By Mo Moshaty
Let’s be honest. Horror knows we’re waiting for a certain cue. A synth stab, a shadow, “girl, you better run, dammit!” moment.
But horror endings have a different flavor. The monster is defeated, revealed, or sent to the hell from whence it came. We’re invited to relax and accept that whatever came before has been contained. Survival should feel like relief…amirite?
Some films don’t give us that satisfaction. In these stories, the monster doesn’t need to win. It doesn’t even need to stay. Leaving is enough. The real work has already been done elsewhere, inside spaces, bodies, and relationships that don’t snap back into place once the danger recedes. What’s left behind isn’t suspense, but consequences.
This is where After Horror begins to take shape on screen, not as escalation, not as aftermath, but as the uneasy recognition that survival has changed the terms of living in ways no ending can fully resolve.
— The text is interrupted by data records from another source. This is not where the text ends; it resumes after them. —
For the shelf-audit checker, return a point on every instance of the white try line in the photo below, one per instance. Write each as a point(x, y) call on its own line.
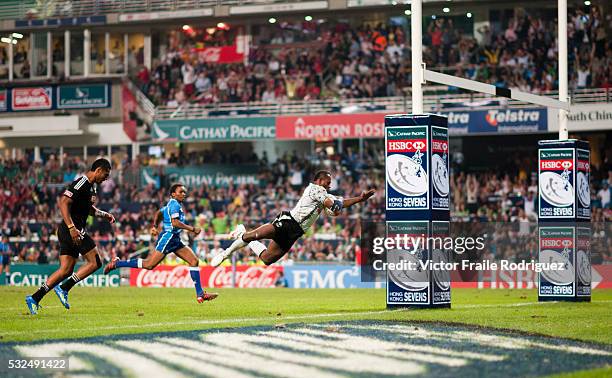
point(477, 86)
point(347, 315)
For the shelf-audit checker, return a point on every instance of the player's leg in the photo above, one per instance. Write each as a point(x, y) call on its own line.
point(271, 254)
point(92, 263)
point(190, 258)
point(6, 268)
point(250, 238)
point(66, 267)
point(153, 259)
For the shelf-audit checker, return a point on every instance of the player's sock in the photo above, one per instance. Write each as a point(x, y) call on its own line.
point(70, 282)
point(134, 263)
point(237, 244)
point(194, 271)
point(257, 247)
point(41, 292)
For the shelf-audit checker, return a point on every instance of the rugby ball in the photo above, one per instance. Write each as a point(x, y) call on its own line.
point(330, 213)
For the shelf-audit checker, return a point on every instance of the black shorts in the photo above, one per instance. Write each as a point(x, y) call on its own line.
point(67, 246)
point(287, 230)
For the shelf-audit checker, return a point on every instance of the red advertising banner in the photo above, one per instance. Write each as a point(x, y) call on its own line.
point(34, 98)
point(222, 54)
point(129, 108)
point(3, 100)
point(247, 276)
point(331, 126)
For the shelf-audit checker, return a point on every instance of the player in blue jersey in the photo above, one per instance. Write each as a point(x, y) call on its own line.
point(169, 241)
point(5, 259)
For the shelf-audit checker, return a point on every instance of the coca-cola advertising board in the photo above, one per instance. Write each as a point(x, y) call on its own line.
point(247, 276)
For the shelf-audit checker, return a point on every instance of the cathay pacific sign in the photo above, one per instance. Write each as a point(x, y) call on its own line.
point(217, 129)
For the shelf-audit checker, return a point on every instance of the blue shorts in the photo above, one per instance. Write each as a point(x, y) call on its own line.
point(167, 242)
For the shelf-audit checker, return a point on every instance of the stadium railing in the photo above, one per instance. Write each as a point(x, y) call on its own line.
point(437, 102)
point(21, 9)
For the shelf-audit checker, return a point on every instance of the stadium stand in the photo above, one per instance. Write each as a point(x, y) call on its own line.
point(365, 61)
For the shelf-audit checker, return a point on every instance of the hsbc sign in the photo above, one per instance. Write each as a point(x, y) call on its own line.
point(178, 276)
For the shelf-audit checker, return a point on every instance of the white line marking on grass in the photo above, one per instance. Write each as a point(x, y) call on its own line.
point(348, 315)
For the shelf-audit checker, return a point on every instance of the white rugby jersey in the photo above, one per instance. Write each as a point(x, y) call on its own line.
point(310, 205)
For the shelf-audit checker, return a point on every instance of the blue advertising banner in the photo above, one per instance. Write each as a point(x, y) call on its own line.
point(69, 21)
point(497, 121)
point(83, 96)
point(325, 277)
point(215, 175)
point(51, 97)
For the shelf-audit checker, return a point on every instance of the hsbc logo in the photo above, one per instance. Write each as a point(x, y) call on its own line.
point(556, 164)
point(405, 145)
point(496, 117)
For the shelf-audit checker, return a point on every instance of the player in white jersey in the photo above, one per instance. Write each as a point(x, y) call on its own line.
point(289, 226)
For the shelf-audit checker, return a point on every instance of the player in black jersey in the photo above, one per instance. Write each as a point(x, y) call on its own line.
point(75, 204)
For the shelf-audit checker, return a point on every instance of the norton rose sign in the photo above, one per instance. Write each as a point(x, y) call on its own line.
point(178, 276)
point(330, 126)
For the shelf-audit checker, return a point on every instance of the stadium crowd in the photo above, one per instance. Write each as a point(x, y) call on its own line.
point(313, 60)
point(29, 192)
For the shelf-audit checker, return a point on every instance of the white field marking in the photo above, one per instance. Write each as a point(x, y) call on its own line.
point(376, 349)
point(517, 342)
point(188, 358)
point(129, 363)
point(527, 344)
point(415, 348)
point(261, 360)
point(24, 307)
point(348, 315)
point(209, 322)
point(355, 345)
point(361, 344)
point(333, 357)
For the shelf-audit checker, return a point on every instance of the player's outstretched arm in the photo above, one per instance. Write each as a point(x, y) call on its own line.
point(64, 204)
point(348, 202)
point(102, 214)
point(178, 224)
point(155, 224)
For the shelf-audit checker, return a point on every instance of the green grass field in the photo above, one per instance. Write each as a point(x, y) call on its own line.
point(99, 312)
point(148, 313)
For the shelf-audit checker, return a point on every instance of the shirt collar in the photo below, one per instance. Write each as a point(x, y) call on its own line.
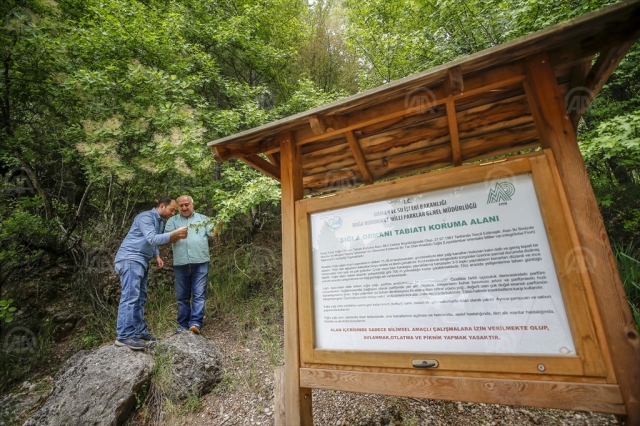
point(155, 213)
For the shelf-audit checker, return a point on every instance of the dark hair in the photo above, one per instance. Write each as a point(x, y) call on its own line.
point(164, 200)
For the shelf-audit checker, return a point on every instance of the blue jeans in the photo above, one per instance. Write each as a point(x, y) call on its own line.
point(191, 293)
point(133, 278)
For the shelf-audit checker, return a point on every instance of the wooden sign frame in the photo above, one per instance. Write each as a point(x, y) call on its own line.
point(336, 369)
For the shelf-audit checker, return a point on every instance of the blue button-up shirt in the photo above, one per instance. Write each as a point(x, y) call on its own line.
point(143, 239)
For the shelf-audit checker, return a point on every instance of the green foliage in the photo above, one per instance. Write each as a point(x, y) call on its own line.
point(628, 260)
point(6, 310)
point(609, 137)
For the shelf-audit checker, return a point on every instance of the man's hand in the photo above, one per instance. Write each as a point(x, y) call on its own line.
point(178, 234)
point(216, 229)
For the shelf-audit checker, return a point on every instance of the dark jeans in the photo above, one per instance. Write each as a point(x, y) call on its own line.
point(133, 278)
point(191, 293)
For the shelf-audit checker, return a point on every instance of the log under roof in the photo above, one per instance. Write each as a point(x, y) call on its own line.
point(470, 109)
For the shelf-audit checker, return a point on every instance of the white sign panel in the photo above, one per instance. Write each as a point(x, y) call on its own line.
point(460, 270)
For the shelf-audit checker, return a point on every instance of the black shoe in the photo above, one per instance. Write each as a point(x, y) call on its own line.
point(131, 342)
point(147, 336)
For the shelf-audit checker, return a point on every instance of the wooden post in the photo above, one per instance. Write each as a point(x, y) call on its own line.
point(556, 132)
point(297, 399)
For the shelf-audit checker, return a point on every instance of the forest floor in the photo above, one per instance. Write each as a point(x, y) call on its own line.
point(245, 397)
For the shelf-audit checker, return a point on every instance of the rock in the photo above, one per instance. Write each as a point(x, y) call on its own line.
point(195, 364)
point(96, 388)
point(19, 405)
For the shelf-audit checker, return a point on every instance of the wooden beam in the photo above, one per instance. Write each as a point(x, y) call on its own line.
point(406, 106)
point(361, 161)
point(297, 399)
point(318, 125)
point(578, 73)
point(263, 165)
point(454, 85)
point(453, 133)
point(617, 322)
point(547, 394)
point(579, 98)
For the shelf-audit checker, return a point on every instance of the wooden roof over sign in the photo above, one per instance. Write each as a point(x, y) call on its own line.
point(463, 111)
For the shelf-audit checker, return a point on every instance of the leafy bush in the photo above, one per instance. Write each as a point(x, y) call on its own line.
point(628, 260)
point(6, 310)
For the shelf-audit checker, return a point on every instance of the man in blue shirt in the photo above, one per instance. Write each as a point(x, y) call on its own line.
point(191, 264)
point(132, 264)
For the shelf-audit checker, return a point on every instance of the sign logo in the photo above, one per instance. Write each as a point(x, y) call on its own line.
point(502, 192)
point(334, 223)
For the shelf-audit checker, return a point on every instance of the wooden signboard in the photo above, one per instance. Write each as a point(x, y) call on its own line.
point(489, 282)
point(465, 273)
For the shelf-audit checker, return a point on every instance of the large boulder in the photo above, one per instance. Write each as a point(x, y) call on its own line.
point(195, 364)
point(96, 388)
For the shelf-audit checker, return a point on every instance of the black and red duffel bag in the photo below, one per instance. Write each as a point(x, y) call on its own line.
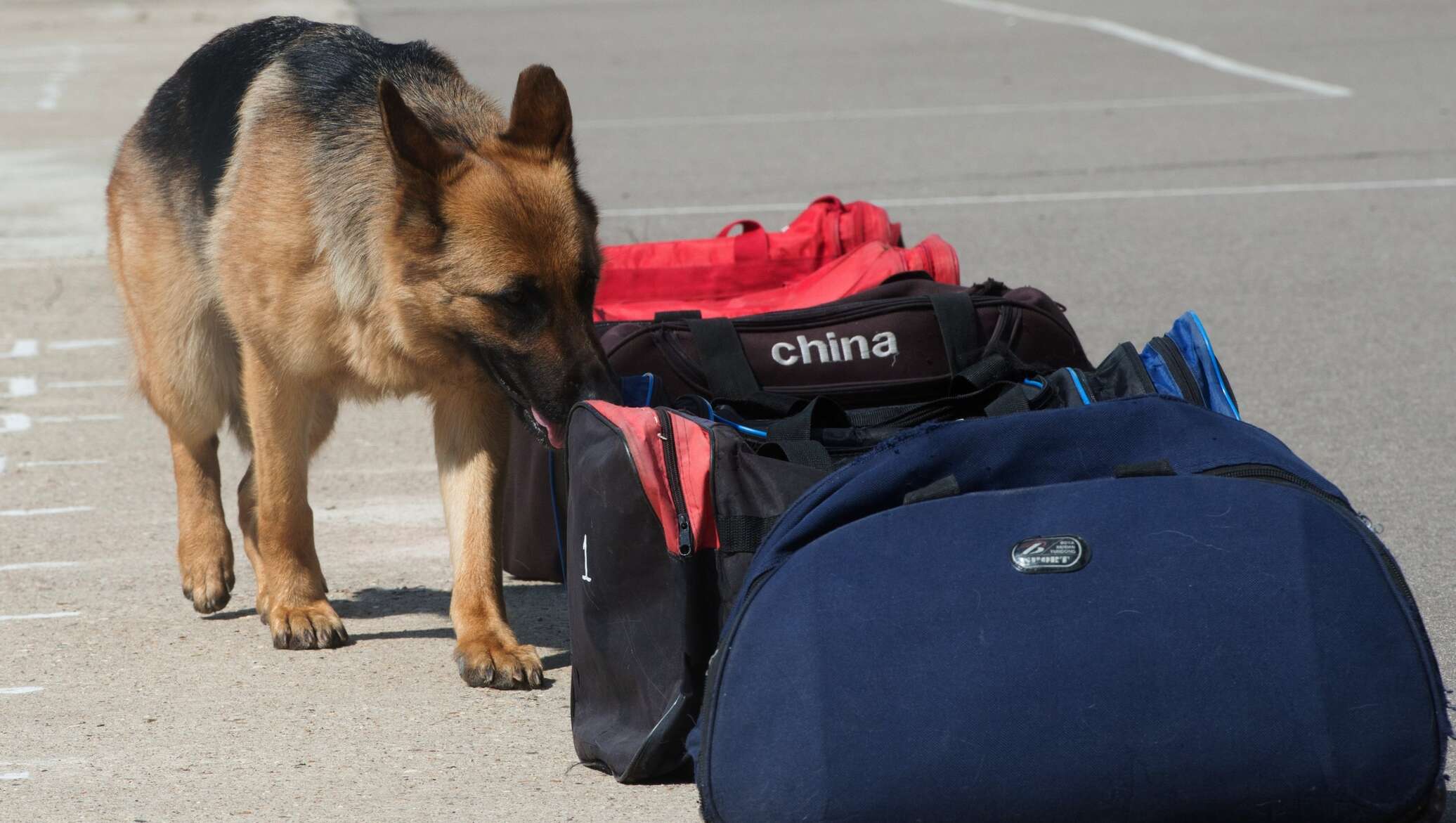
point(899, 343)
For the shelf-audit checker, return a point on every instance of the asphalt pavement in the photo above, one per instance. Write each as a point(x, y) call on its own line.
point(1287, 169)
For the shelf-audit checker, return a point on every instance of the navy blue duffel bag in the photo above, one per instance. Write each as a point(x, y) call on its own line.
point(1130, 611)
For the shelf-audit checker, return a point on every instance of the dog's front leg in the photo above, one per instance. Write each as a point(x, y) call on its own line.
point(471, 446)
point(285, 420)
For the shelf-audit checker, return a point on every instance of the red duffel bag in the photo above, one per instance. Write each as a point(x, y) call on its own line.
point(702, 271)
point(866, 267)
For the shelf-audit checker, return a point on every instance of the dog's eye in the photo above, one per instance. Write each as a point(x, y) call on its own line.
point(513, 296)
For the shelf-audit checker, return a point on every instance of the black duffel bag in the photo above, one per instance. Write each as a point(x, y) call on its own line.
point(899, 343)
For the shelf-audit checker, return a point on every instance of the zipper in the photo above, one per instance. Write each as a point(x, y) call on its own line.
point(675, 484)
point(1178, 368)
point(714, 680)
point(1283, 477)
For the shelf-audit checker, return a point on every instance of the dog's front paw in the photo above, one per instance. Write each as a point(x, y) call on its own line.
point(207, 578)
point(311, 626)
point(498, 665)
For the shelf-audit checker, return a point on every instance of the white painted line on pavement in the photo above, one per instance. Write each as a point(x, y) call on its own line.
point(25, 347)
point(1050, 197)
point(945, 111)
point(56, 84)
point(1158, 43)
point(77, 418)
point(41, 616)
point(13, 422)
point(43, 464)
point(85, 384)
point(19, 388)
point(41, 512)
point(74, 344)
point(38, 564)
point(383, 513)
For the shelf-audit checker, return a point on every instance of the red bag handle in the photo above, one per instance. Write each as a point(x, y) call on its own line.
point(750, 245)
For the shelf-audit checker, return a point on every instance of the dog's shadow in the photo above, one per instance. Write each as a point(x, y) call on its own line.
point(538, 614)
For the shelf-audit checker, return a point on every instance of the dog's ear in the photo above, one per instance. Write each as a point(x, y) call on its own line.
point(540, 114)
point(408, 137)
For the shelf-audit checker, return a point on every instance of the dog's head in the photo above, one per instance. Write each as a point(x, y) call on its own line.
point(495, 250)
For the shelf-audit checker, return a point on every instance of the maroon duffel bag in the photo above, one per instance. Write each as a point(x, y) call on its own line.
point(902, 342)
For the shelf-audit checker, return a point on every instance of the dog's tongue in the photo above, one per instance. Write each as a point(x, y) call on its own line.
point(552, 433)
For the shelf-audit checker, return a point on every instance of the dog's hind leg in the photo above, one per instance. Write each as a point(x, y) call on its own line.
point(187, 363)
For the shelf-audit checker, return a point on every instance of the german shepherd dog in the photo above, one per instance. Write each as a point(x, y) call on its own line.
point(306, 214)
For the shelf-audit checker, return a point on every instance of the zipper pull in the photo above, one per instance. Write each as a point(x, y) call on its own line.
point(1375, 528)
point(684, 535)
In Relic, the question of the monster is almost beside the point. Decay moves through the film and the family without urgency. The house doesn’t feel invaded so much as inherited. The walls narrow, the rooms repeat themselves, and there’s Post-its everywhere. It’s like M. C. Escher threw up in there. The bodies slow, they forget, and they soften at the edges. And whatever horror exists here doesn’t announce itself as something to be defeated, but something to be navigated. Even when the confrontation does arrive, it doesn’t offer any restoration or consolation.
The film gets that survival doesn’t reverse decline, it reframes it. And what it lingers here isn’t fear, but responsibility. Care persists because it has to, but it does so under conditions that grow heavier rather than lighter. Nobody’s leaving this film unburdened. That decay is getting passed down in real time. From Edna’s full-focused decay, to Kay being next in line to hold the Alzheimer’s baton, to Sam, who knows she’s going to have to watch her mother fall apart just like her mother is. And that’s so incredibly emotionally damaging to know that your parent is basically going to die twice. And here, the monster, such as it is, never really leaves because it was never the point.
Relic is interested in what it means to stay close to something that frightens you, because leaving would mean abandoning what you love. The After Horror, here, is about remaining present when disappearance isn’t an option.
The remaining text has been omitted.